Banks vs Credit Unions: What’s the Difference?

| March 30, 2022
bank and a credit union

bank and a credit union

When it’s time to choose a financial institution, many consumers struggle to choose between a bank and a credit union.

Often, people are unsure of the difference and assume that both options are the same.

However, there are some differences, each offering different advantages.

Before making a choice, it would be good to learn the difference and determine if the bank or credit union is more beneficial for your accounts.

Account Eligibility

Unlike a traditional bank, certain limitations generally exist with credit unions.

Therefore, you may need to live in a specific location or be affiliated with a particular company or organization to apply for a financial account with a credit union.

However, national banks typically offer individual account ownership to anyone over 18 who meets standard requirements, such as age, citizenship, and no outstanding banking debt.
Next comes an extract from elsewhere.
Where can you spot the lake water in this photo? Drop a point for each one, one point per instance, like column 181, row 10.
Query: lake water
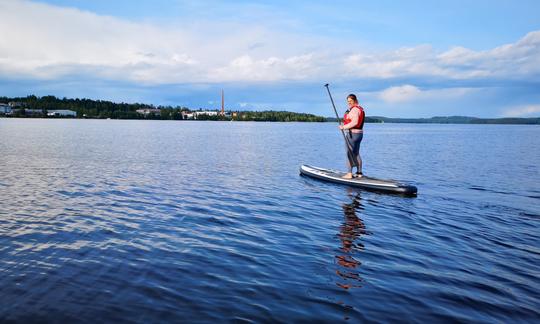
column 179, row 221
Before applying to a credit union, it would be essential to verify that you meet its field of membership ahead of time to avoid being turned down for an account.

Fees

Individuals tend to check for rates and fees first to avoid higher costs and other expensive regulations when selecting any financial account.




Generally, credit unions offer more attractive offers, such as low rates for loans and reduced monthly account fees.

Some institutions even offer discounts and deals based on the account type, the amount of money kept in the account, and other current promotions.

Security of Funds

Knowing the safety of your money should be at the top of your list before applying for any financial institution.

The good news is that both banks and credit unions are generally safe when holding funds for account holders.

Regardless of the institution you choose, it would be crucial to ask about the security of your funds before selecting an account.

This includes the number of funds guaranteed to be insured and replaceable in incidents like the bank or credit union going under or out of business permanently.

Ownership

The credit union members are its owners; however, banks are owned by shareholders.

As a result, bank rates are typically higher for customers to meet the demands of shareholders.

In addition to monthly maintenance fees, the ownership differences could also cause banks to charge higher interest rates for loans, while credit unions work hard to keep membership affordable.

Outsiders most likely make decisions for banks, but credit union members typically have a say in changes or standard choices on how the institution is run.

When it’s time to store your money in a financial institution, there are many companies to choose from, whether you select a bank or credit union.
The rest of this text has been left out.